Before An Outage Occurs
Build a kit for your family, and consider the needs of each family member (including pets or animals). Being prepared means having your own food, water and other supplies to last for at least 72 hours. A disaster supplies kit is a collection of basic items your household may need in the event of an emergency.
To assemble your kit, store items in airtight plastic bags and put your entire disaster supplies kit in one or two easy-to-carry containers such as plastic bins or a duffel bag.
A basic emergency supply kit could include the following recommended items:
- Water - one gallon of water per person per day for at least three days, for drinking and sanitation
- Food - at least a three-day supply of non-perishable food
- Battery-powered or hand crank radio and a NOAA Weather Radio with tone alert
- First aid kit
- Extra batteries
- Whistle to signal for help
- Dust mask to help filter contaminated air and plastic sheeting and duct tape to shelter-in-place
- Moist towelettes, garbage bags and plastic ties for personal sanitation
- Wrench or pliers to turn off utilities
- Manual can opener for food
- Local maps
- Cell phone with chargers and a backup battery
*List adapted from Department of Homeland Security
During An Outage
Pro Tips: During a Power Outage
- Is the power outage isolated to your home or is it systemwide? Check with neighbors to see if their power has also gone out.
- It may sound counterintuitive, but one of the first things you should do during a power outage is unplug any electrical appliances or electronics to prevent spikes once the power is restored. Ideally, sensitive electronics or devices should be on surge protectors to prevent damage.
- Turn the air conditioner off to prevent a surge once the power comes back on.
- Keep the refrigerator and freezer doors closed so food stays cold.
- During the winter, dress in layers to stay warm. Check on your neighbors during prolonged outages.
- Use a flashlight or other battery-powered lights instead of candles, which pose a fire hazard.

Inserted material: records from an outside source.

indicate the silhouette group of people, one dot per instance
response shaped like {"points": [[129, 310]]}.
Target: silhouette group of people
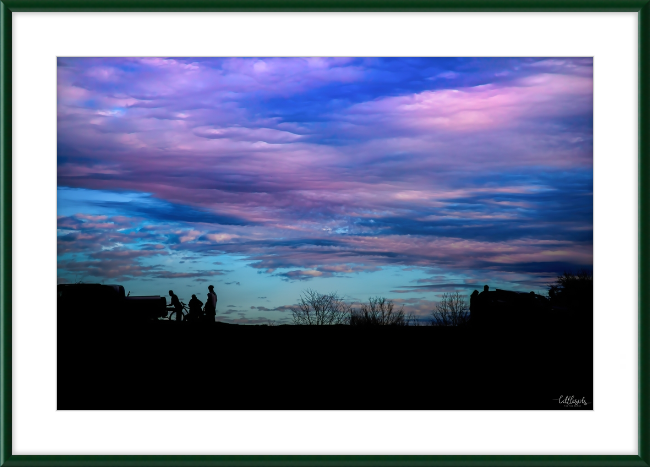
{"points": [[197, 312]]}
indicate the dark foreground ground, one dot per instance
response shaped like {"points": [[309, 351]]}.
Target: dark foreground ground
{"points": [[168, 365]]}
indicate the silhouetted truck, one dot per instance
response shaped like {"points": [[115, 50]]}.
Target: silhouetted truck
{"points": [[98, 302]]}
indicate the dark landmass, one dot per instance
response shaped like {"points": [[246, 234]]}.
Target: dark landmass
{"points": [[177, 365]]}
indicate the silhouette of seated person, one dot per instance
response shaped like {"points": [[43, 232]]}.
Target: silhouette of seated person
{"points": [[178, 308], [195, 308]]}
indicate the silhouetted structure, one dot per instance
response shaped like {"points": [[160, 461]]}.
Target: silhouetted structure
{"points": [[94, 302], [505, 307]]}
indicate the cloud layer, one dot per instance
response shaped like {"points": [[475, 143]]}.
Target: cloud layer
{"points": [[318, 168]]}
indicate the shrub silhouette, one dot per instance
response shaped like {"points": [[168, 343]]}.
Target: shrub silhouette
{"points": [[380, 312], [318, 309], [452, 310]]}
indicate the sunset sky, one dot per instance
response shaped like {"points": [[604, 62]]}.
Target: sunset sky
{"points": [[401, 177]]}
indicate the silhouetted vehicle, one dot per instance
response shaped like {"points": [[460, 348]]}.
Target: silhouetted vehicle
{"points": [[506, 308], [97, 302]]}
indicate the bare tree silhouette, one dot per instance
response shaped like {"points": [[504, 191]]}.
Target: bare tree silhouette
{"points": [[452, 310], [320, 309], [380, 312]]}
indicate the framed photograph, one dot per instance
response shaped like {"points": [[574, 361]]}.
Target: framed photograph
{"points": [[323, 233]]}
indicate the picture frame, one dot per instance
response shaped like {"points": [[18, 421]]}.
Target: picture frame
{"points": [[6, 9]]}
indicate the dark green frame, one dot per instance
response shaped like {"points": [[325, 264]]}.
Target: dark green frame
{"points": [[9, 6]]}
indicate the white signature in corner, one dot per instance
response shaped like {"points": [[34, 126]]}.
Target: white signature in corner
{"points": [[571, 401]]}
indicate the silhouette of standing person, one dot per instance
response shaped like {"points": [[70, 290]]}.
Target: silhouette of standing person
{"points": [[195, 308], [178, 308], [211, 305]]}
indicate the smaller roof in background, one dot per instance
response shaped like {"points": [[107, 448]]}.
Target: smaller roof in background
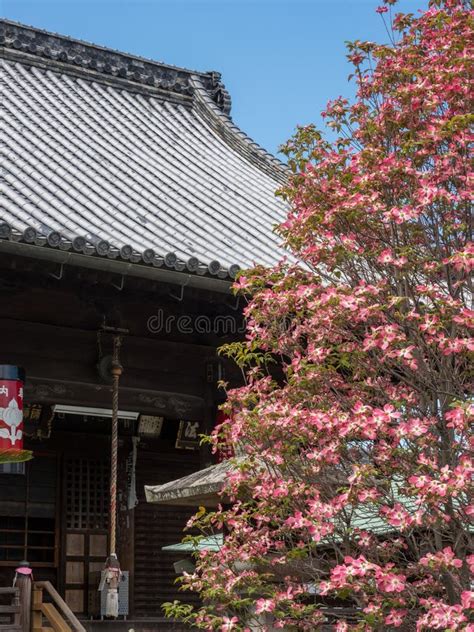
{"points": [[199, 488]]}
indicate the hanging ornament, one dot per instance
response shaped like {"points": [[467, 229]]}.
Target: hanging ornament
{"points": [[12, 379]]}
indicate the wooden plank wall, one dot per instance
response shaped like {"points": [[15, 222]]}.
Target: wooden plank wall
{"points": [[157, 526]]}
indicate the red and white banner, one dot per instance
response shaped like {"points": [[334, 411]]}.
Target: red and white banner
{"points": [[11, 411]]}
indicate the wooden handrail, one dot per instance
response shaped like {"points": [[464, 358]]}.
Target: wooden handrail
{"points": [[13, 609], [51, 612]]}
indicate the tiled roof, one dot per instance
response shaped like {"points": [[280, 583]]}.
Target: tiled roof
{"points": [[112, 155]]}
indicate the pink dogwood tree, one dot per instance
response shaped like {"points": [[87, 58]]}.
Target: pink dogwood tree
{"points": [[354, 486]]}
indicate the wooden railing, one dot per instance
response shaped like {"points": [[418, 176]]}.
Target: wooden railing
{"points": [[12, 610], [58, 614]]}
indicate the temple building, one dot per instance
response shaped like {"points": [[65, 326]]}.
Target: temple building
{"points": [[129, 201]]}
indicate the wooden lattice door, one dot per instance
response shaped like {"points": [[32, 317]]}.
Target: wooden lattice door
{"points": [[86, 486]]}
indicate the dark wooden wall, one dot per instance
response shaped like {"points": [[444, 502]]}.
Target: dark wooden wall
{"points": [[157, 526], [50, 321]]}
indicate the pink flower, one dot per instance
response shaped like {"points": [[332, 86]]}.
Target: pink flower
{"points": [[264, 605], [229, 624], [467, 599], [396, 617]]}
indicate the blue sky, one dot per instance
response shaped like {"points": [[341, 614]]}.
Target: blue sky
{"points": [[280, 59]]}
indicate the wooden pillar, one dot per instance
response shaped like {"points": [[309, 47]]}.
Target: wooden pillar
{"points": [[210, 408], [125, 515], [23, 583]]}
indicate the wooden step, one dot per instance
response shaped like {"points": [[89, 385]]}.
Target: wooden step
{"points": [[54, 618]]}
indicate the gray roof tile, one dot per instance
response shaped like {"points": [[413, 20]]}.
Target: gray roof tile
{"points": [[103, 162]]}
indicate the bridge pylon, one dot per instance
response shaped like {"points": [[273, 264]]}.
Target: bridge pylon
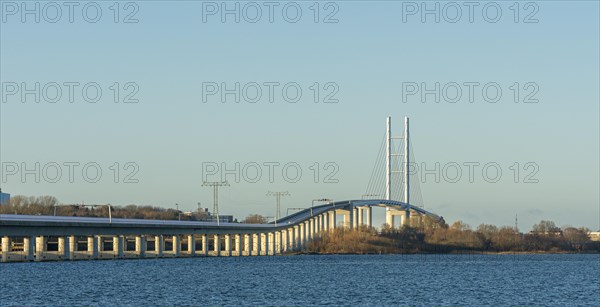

- Leave one light on so that you’re able to see when the power is restored.
After A Power Outage
- When the power comes back on, wait a few minutes before turning on the main switch. To give the electrical system a chance to stabilize, turn on essential appliances first, then gradually turn on other electronics.
- Reset digital clocks, timers, alarms, network routers and other essential items.
- If you opened your automatic garage door manually using the emergency release cord during a power failure, you’ll need to reconnect the door to the opener. See the manufacturer’s instructions for details.
- If your HVAC won’t turn on after a storm, you may need to restart it. Some units require you to turn off the thermostat, reset the circuit breaker and wait a period of time before restarting the system. Other models may require some other combination of steps or even have a reset button. Check the owner’s manual for restart instructions for your unit. If you have any doubts, or if the circuit breaker shuts off again after resetting it, call a professional.
- If the power outage was the result of a storm, flood or other natural disaster, check your property for damage. Report any fallen power lines. Don’t touch or go near any downed lines.
- If food has been exposed to temperatures 40 degrees F or higher (4 degrees C) for two or more hours, harmful bacteria can develop, so you should toss it out. This is especially true of perishable food, like eggs, meat, fish, poultry, soft cheeses and most dairies, if the power has been off for four or more hours.
- Replace any items in your emergency kit used during an outage.
- Develop an emergency plan that includes a list of emergency contacts, evacuation route and how you'll receive emergency warnings and alerts.
- Consider using or purchasing surge protectors to help protect your electronics.